If you haven’t yet already, head back to the excel import page.

Excel file input:

../_images/file_input.png

Click on the ‘Choose File’ button to select your excel spreadsheet’s path and click open. Once your file has been selected, the file name should appear to the left of the button.

Project Group:

../_images/project_group.png

This section will select the group in which you would like to submit this project under. The drop down menu should contain all of the groups that you are a member of.

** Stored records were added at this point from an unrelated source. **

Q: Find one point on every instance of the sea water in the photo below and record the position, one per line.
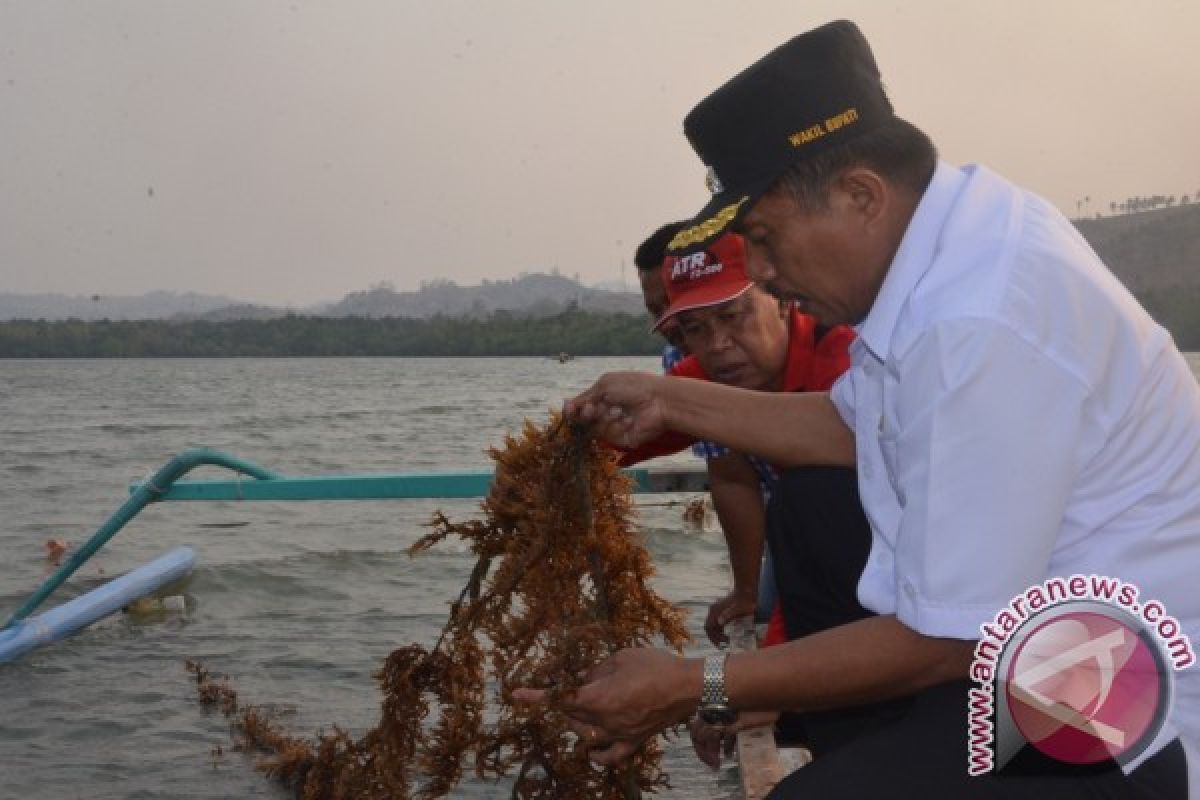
(299, 602)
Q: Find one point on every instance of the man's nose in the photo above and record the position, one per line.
(721, 337)
(759, 269)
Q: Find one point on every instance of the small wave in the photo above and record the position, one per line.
(144, 427)
(429, 410)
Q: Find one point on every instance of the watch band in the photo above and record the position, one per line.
(713, 692)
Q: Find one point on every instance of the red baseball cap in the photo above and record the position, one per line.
(707, 277)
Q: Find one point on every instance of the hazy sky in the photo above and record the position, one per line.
(289, 152)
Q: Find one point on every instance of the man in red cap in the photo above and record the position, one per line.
(1014, 416)
(742, 336)
(805, 525)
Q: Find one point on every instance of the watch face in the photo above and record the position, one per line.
(718, 715)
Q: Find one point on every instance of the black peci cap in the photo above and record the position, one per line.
(813, 92)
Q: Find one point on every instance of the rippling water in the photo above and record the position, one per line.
(299, 602)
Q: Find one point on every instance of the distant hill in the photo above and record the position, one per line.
(1157, 256)
(534, 294)
(1150, 251)
(154, 305)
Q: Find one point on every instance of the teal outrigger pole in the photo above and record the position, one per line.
(262, 485)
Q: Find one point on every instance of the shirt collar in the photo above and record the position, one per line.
(912, 259)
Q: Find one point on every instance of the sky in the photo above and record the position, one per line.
(289, 152)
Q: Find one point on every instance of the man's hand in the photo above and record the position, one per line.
(712, 741)
(628, 698)
(624, 407)
(726, 609)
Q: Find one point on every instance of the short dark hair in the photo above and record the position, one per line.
(897, 149)
(653, 251)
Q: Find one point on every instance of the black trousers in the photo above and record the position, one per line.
(910, 747)
(924, 755)
(819, 540)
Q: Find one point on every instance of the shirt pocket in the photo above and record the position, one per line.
(888, 450)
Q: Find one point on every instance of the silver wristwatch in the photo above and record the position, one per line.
(714, 703)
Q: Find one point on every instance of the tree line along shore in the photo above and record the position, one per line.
(501, 334)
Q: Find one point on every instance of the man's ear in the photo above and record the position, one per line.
(864, 191)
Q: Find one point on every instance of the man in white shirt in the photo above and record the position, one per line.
(1013, 414)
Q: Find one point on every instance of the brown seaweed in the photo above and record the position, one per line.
(561, 582)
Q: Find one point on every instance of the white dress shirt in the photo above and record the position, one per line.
(1019, 416)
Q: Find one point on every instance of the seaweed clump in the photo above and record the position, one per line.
(559, 583)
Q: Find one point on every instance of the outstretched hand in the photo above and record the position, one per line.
(625, 699)
(625, 408)
(725, 611)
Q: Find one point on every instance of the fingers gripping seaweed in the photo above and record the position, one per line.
(559, 584)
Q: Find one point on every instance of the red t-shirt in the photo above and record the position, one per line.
(813, 366)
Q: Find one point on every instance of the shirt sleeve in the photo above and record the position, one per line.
(984, 458)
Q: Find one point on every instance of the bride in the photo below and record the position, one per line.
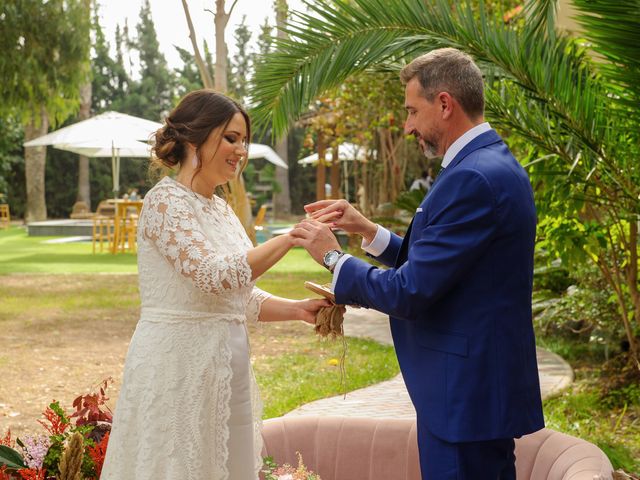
(189, 407)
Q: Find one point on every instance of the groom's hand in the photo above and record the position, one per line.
(341, 214)
(317, 238)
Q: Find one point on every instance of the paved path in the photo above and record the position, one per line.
(390, 398)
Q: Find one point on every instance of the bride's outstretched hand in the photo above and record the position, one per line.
(309, 308)
(341, 214)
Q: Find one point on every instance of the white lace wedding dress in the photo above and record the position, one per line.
(189, 407)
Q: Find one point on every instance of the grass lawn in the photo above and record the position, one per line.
(63, 334)
(20, 253)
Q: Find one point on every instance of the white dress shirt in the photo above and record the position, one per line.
(381, 241)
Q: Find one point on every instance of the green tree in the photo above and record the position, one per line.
(44, 62)
(109, 77)
(241, 65)
(152, 96)
(11, 164)
(578, 117)
(188, 76)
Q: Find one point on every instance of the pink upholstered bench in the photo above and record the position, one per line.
(344, 448)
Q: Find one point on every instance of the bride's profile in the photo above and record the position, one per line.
(189, 407)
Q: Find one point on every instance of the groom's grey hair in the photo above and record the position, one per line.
(449, 70)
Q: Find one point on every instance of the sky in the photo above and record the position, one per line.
(171, 24)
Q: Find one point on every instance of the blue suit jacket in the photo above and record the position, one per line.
(459, 296)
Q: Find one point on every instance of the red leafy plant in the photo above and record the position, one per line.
(39, 457)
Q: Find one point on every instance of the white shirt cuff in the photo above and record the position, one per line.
(336, 270)
(379, 243)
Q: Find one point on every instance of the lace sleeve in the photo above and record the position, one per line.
(255, 303)
(170, 223)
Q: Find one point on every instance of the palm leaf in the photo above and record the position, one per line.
(543, 86)
(613, 28)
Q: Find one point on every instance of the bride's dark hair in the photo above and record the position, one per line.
(191, 121)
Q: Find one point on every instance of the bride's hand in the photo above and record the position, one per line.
(308, 308)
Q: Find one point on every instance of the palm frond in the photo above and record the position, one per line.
(541, 17)
(613, 28)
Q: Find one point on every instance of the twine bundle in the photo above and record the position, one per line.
(329, 321)
(71, 461)
(329, 325)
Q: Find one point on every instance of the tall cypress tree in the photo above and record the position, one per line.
(150, 97)
(241, 63)
(45, 59)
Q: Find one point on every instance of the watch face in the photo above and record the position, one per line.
(331, 257)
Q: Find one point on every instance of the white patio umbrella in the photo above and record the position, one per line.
(110, 134)
(346, 152)
(114, 149)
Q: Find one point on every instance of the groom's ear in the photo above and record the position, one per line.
(446, 104)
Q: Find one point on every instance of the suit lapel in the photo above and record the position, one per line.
(483, 140)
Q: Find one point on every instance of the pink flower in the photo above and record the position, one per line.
(35, 448)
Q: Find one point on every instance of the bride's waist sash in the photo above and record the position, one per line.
(163, 315)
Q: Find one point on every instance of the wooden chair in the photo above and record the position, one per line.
(103, 230)
(5, 216)
(80, 210)
(258, 223)
(126, 225)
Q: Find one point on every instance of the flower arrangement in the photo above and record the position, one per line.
(73, 447)
(272, 471)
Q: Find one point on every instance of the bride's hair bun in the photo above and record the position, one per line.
(169, 146)
(198, 113)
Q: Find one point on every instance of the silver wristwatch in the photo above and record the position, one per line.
(330, 259)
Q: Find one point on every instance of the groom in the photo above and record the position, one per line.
(458, 286)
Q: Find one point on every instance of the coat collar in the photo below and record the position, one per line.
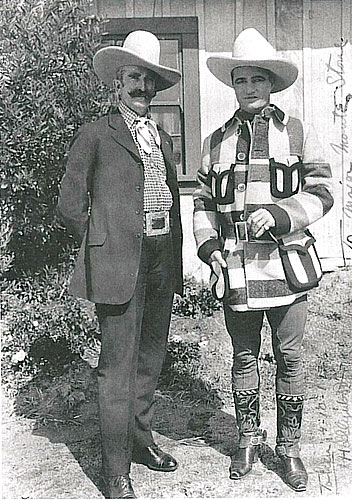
(270, 111)
(122, 135)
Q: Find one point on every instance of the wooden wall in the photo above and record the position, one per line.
(316, 35)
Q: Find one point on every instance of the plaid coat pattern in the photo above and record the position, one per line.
(271, 162)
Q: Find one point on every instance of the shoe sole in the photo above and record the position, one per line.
(170, 469)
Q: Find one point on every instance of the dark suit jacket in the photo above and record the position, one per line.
(101, 203)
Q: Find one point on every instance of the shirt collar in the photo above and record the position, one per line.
(129, 115)
(270, 111)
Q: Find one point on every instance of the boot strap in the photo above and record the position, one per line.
(252, 439)
(284, 450)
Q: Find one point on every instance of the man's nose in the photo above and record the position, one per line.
(250, 88)
(141, 84)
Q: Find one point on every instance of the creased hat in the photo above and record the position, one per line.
(250, 48)
(140, 48)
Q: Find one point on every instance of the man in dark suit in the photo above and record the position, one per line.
(119, 197)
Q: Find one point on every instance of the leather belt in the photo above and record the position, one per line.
(156, 223)
(240, 232)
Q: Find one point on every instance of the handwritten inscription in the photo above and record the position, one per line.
(336, 76)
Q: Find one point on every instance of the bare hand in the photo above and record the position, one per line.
(260, 221)
(216, 257)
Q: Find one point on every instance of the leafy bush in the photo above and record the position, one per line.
(196, 301)
(44, 328)
(48, 89)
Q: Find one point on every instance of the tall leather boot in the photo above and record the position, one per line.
(251, 437)
(289, 419)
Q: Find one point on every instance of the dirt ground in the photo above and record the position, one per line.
(56, 462)
(61, 461)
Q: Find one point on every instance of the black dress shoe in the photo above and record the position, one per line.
(118, 487)
(155, 459)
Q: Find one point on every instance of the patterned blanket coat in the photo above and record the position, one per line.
(268, 162)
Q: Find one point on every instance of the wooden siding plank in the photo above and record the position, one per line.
(129, 8)
(219, 25)
(164, 25)
(200, 13)
(347, 20)
(239, 21)
(289, 24)
(111, 8)
(166, 8)
(270, 22)
(148, 8)
(183, 8)
(307, 60)
(191, 101)
(321, 81)
(254, 15)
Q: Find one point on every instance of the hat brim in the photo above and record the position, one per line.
(108, 59)
(285, 72)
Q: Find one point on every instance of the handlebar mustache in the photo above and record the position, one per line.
(138, 93)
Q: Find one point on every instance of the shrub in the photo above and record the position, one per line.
(44, 328)
(48, 89)
(197, 301)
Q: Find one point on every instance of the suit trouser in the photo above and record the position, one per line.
(287, 325)
(134, 341)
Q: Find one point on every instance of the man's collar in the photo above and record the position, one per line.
(269, 111)
(129, 115)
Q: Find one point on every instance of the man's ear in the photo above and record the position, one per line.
(117, 84)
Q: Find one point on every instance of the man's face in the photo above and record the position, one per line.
(252, 87)
(137, 88)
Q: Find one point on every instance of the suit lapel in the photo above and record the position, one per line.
(121, 134)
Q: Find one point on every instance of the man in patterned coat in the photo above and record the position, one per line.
(119, 197)
(262, 182)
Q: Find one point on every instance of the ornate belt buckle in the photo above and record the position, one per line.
(157, 223)
(241, 231)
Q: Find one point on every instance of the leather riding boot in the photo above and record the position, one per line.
(289, 420)
(251, 437)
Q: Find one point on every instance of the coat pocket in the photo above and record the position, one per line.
(285, 177)
(222, 183)
(300, 262)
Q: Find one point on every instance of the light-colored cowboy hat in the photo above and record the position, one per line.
(250, 48)
(140, 48)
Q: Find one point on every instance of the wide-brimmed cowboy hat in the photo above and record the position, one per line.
(140, 48)
(250, 48)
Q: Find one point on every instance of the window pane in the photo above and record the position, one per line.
(170, 57)
(168, 117)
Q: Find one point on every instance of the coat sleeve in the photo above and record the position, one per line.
(205, 219)
(315, 198)
(74, 191)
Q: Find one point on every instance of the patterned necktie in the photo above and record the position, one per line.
(145, 130)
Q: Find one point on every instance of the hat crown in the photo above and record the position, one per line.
(251, 45)
(144, 45)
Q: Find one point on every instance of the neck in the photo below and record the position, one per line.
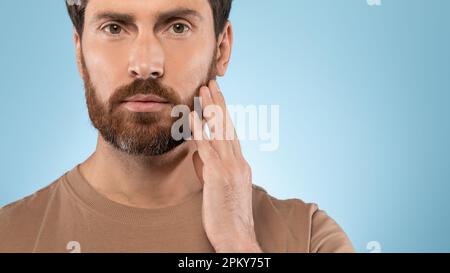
(142, 181)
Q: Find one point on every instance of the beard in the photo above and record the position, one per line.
(138, 133)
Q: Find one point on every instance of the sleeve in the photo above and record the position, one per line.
(327, 236)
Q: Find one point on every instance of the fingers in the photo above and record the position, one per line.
(205, 150)
(229, 131)
(214, 116)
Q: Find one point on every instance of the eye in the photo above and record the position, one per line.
(113, 29)
(179, 28)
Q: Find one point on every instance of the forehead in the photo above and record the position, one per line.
(148, 9)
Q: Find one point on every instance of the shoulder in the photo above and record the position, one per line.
(20, 220)
(306, 222)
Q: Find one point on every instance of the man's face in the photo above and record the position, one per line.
(165, 48)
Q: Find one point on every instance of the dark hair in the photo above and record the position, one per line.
(220, 8)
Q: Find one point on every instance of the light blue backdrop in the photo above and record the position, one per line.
(364, 93)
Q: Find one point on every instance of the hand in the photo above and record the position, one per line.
(227, 213)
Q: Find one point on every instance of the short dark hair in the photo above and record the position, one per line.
(220, 8)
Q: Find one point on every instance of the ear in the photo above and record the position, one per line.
(224, 47)
(77, 40)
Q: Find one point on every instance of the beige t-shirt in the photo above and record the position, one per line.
(71, 216)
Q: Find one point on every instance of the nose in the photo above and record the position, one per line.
(146, 58)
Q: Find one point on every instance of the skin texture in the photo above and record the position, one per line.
(148, 48)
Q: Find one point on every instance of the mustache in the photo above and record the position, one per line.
(148, 86)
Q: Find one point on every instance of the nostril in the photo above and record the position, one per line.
(155, 74)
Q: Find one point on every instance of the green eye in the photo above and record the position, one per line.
(114, 29)
(179, 28)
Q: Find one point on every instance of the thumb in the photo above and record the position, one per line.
(198, 165)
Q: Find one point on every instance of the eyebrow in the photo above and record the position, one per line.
(160, 18)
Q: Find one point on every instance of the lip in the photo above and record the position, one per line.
(146, 98)
(145, 103)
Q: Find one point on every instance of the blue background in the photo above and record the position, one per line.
(363, 91)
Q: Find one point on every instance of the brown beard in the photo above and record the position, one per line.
(145, 134)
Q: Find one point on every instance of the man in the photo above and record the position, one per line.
(143, 189)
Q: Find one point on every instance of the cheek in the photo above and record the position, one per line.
(186, 70)
(107, 68)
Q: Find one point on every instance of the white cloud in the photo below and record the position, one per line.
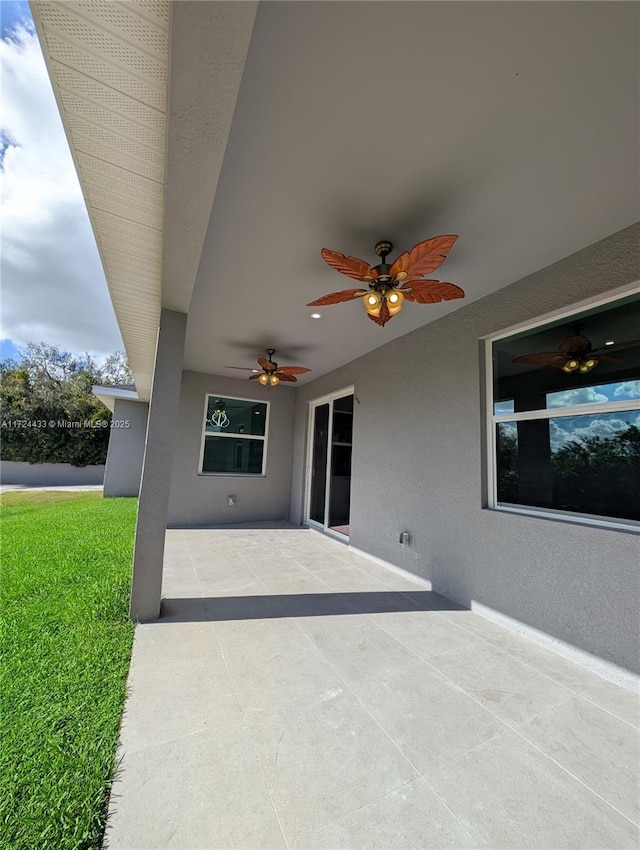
(629, 389)
(562, 431)
(53, 286)
(583, 395)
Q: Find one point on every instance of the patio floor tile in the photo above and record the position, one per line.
(431, 720)
(410, 817)
(199, 792)
(295, 695)
(508, 688)
(594, 747)
(507, 794)
(324, 758)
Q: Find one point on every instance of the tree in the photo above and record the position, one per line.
(47, 409)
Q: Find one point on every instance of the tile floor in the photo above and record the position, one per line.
(297, 695)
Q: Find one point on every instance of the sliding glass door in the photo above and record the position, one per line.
(329, 463)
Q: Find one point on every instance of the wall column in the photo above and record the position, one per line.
(156, 469)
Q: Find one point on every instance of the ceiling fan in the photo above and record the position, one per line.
(271, 373)
(390, 285)
(575, 354)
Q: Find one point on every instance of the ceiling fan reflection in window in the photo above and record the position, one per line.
(389, 286)
(575, 354)
(271, 374)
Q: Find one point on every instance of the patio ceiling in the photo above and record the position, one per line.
(512, 125)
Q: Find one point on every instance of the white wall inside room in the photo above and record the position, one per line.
(418, 449)
(202, 499)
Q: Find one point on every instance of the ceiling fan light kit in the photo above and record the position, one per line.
(389, 286)
(575, 354)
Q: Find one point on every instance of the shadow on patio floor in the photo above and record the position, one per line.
(301, 605)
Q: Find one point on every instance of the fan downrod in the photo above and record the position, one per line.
(383, 248)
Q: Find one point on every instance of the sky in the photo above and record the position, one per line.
(53, 288)
(563, 430)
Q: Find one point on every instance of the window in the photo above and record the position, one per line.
(564, 427)
(234, 436)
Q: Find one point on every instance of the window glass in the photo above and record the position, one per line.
(232, 455)
(597, 394)
(235, 416)
(583, 464)
(590, 358)
(234, 436)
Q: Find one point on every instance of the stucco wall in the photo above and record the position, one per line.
(49, 474)
(418, 466)
(202, 499)
(126, 448)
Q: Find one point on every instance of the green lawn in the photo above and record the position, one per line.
(66, 573)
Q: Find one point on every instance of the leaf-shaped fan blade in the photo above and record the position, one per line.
(546, 358)
(267, 364)
(431, 291)
(351, 266)
(384, 316)
(337, 297)
(292, 370)
(424, 257)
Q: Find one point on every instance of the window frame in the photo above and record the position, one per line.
(492, 419)
(264, 438)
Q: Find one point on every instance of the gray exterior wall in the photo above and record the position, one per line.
(202, 499)
(49, 474)
(418, 465)
(126, 449)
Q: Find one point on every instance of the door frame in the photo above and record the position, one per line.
(311, 407)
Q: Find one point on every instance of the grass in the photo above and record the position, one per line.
(66, 573)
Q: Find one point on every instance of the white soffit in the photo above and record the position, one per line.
(108, 62)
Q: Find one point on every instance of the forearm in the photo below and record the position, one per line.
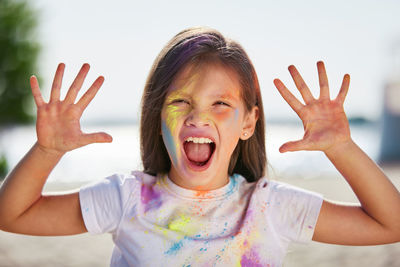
(24, 185)
(378, 196)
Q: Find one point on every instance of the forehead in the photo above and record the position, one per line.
(211, 79)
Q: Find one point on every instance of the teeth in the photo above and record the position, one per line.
(200, 140)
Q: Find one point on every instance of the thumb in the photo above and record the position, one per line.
(293, 146)
(100, 137)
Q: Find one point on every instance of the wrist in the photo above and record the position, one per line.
(339, 148)
(46, 152)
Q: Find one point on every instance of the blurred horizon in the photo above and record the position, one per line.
(121, 39)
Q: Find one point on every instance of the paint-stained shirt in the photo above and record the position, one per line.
(155, 222)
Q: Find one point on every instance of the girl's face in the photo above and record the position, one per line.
(202, 119)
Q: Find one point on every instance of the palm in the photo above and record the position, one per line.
(58, 127)
(325, 123)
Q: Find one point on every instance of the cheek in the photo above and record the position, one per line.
(169, 126)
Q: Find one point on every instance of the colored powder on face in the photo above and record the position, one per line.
(169, 142)
(236, 117)
(150, 198)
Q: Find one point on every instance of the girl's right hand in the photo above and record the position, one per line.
(58, 127)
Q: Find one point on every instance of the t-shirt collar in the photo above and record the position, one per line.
(194, 194)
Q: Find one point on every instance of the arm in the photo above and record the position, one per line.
(23, 207)
(377, 219)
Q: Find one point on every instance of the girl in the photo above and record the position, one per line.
(203, 198)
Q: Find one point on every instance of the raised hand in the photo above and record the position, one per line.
(325, 123)
(58, 127)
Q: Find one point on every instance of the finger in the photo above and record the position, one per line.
(294, 146)
(91, 138)
(77, 84)
(343, 89)
(90, 93)
(301, 85)
(37, 95)
(293, 102)
(55, 89)
(323, 81)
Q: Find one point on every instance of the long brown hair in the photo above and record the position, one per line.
(196, 46)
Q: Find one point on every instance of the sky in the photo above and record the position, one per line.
(121, 39)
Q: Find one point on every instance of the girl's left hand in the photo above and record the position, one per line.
(325, 123)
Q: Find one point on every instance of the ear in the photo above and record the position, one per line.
(249, 123)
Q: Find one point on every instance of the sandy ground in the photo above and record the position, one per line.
(90, 250)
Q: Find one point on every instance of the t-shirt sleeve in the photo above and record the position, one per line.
(103, 203)
(293, 211)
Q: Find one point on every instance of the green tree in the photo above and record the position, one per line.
(19, 52)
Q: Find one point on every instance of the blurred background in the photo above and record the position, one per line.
(120, 40)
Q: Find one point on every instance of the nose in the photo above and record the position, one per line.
(197, 118)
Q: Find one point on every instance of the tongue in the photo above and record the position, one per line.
(197, 152)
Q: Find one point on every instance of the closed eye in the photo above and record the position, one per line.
(222, 103)
(180, 101)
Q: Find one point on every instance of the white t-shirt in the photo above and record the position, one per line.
(155, 222)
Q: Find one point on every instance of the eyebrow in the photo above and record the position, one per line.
(226, 96)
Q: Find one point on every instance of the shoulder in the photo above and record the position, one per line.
(274, 188)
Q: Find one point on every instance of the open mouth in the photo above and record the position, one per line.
(198, 150)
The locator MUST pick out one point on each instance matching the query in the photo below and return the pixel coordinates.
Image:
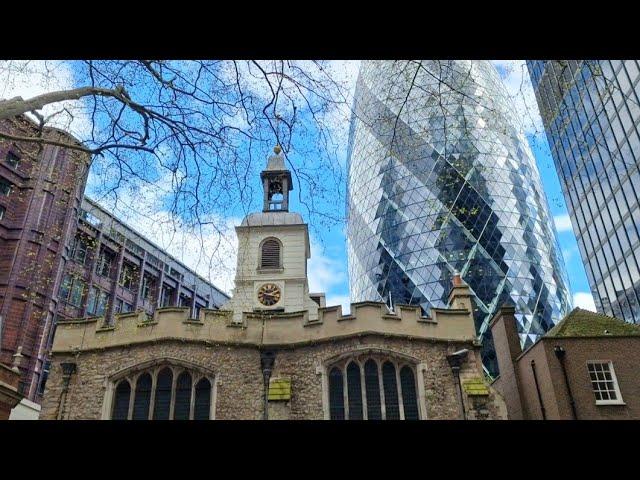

If you cannot select a group, contact your local administrator or 'biocore@umassmed.edu‘.

Who can see?:

../_images/import_perms.png

This section will determine the security credentials of your submission. You will select from one of 3 choices:

  • only me
  • only my group
  • everyone

Your selection will determine who can see the data you will be submitting.

Submission

Once you’ve followed these above steps, you’re ready to hit the submit button.

You will be redirected to the next page where a series of checks overlook your submitted excel spreadsheet to make sure the proper information for submission was submitted.

Each tab within the spreadsheet has its own section for checks, displaying green text if the tests pass.

Yellow text is displayed with helpful information about cells that you may want to fill out, but are completely optional or able to be editted at a later point in time.

If an error occurs from improper excel spreadsheet submission, red text describing the error will appear appear in the specified section.

Submission fails:

../_images/full_import_error.png

If your submission fails at least one of the checks in place, the data will not be submitted.

You can then edit your spreadsheet based on the error output text and resubmit the spreadsheet to try again.

Submission passes:

../_images/passed_imports.png

If your submission passes, each section will contain green text saying that the section passed inspection.

A brief explanation describing what is being inserted/updated within the database is shown, followed by a helpful message that reads:

“We are currently processing your samples to obtain read counts and additional information. You can check the status of these initial runs on your NGS Status page.”

As stated by this message, the samples submitted are now in the initial processing step in which read counts and other additional information is obtained from the samples in order to run further analyses.

You can check the status of this initial run in the ‘Run Status’ page which can be found under ‘NGS Tracking’ on the left menu bar.